A l’époque, je me souviens, nous n’étions que 17 embarcations artisanales. Nous pêchions un peu de poisson à écailles, aussi du chien de mer, -qu’on appelle chez nous le tollo -, mais nous ne vendions nos produits que 7 ouguyas (2 centimes d’euros), le kilo. Des gens de la coopération japonaise sont venus me voir et m’ont dit que c’était possible de capturer du poulpe avec des pots, que cela donnait un produit de très haute qualité qu’on pourrait leur vendre à un très bon prix. Alors, je me suis lancé.

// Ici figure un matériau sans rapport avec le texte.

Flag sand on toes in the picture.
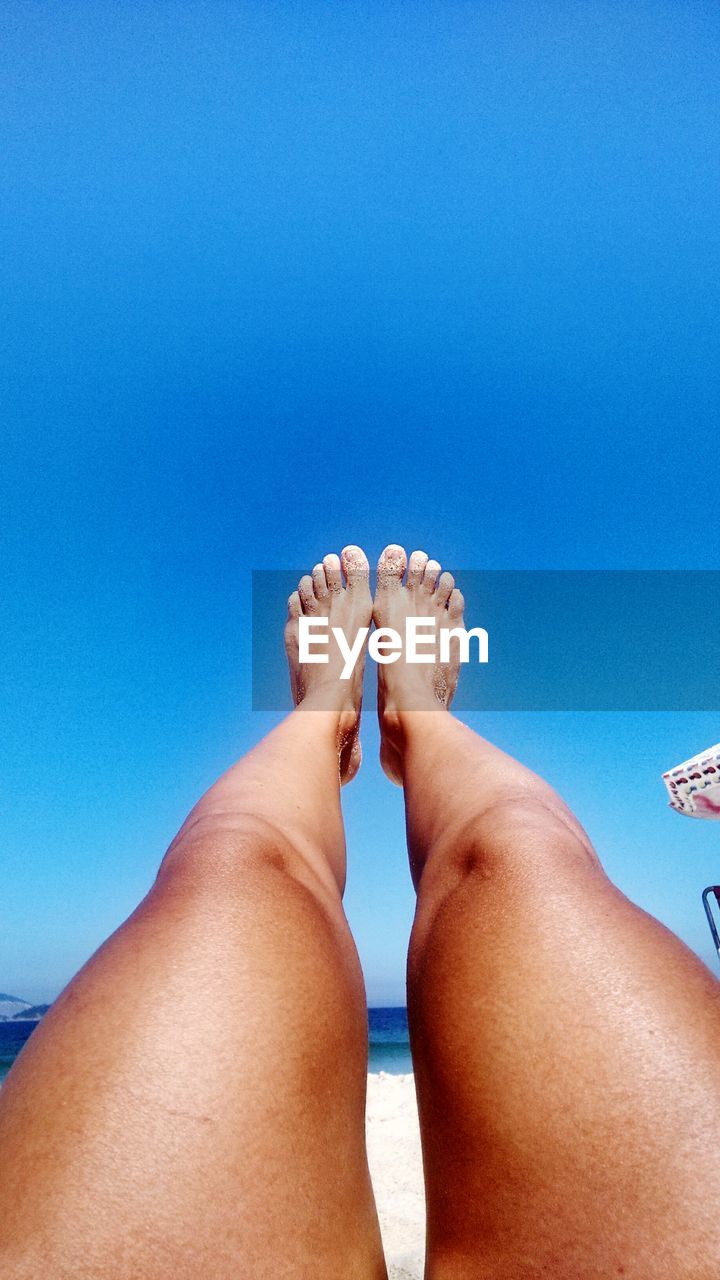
[284,547,373,783]
[373,543,465,785]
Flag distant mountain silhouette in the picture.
[0,991,50,1023]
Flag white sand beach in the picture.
[366,1071,425,1280]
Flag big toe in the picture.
[378,543,407,591]
[340,545,370,588]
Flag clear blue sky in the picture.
[0,0,720,1002]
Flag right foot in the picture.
[373,545,465,786]
[284,547,373,782]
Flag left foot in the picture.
[284,547,373,783]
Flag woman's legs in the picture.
[0,553,384,1280]
[375,549,720,1280]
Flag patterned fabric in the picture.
[662,744,720,820]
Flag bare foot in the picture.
[373,545,465,786]
[284,547,373,783]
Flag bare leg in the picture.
[375,552,720,1280]
[0,547,384,1280]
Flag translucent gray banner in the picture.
[252,570,720,712]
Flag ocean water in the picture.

J’ai expérimenté toutes sortes de matériaux pour faire mes pots: du ciment, du PVC, des boîtes de conserves, mais ce n’était jamais idéal: les pots se cassaient, étaient trop fragiles ou trop lourds.

Un jour, je suis allé à Las Palmas, et j’ai trouvé que les espagnols vendaient de l’eau dans des bouteilles de 5l, qui étaient juste à la bonne taille pour mes pots. Je suis allé voir l’usine de bouteilles et je leur ai acheté 4000 bouteilles, qu’ils ont bien voulu adapter pour faire mes pots, et j’ai tout envoyé en Mauritanie. Le résultat a été excellent. Et comme cela arrivait juste après la grande sécheresse de 1973, beaucoup de mauritaniens qui avaient migré vers la côte, se sont mis à pêcher le poulpe avec des pots, comme moi. Quelques années plus tard, en 1984, à la création de la SMCP, – la société mauritanienne pour la commercialisation des produits de la pêche-, nous avons été les premiers à lui livrer nos produits!

Aujourd’hui, nous sommes 35.000 pêcheurs artisans et nous utilisons 7.500 embarcations artisanales. Pour ce qui est de la pêche de poulpe, nous assurons 60% de la production nationale en quantité et 70% en valeur. Nous fournissons 90% de l’emploi dans le secteur, avec des gens qui travaillent dans 50 usines de traitement de congélation des produits, dans 12 ateliers de fabrication de pirogues, et dans des centaines de magasins de vente de matériel, des milliers de mareyeurs, de transporteurs, de fabricants de pots, etc. Dans la pêche artisanale, la valeur ajoutée est de 8 fois supérieure à la valeur ajoutée dans la pêche industrielle.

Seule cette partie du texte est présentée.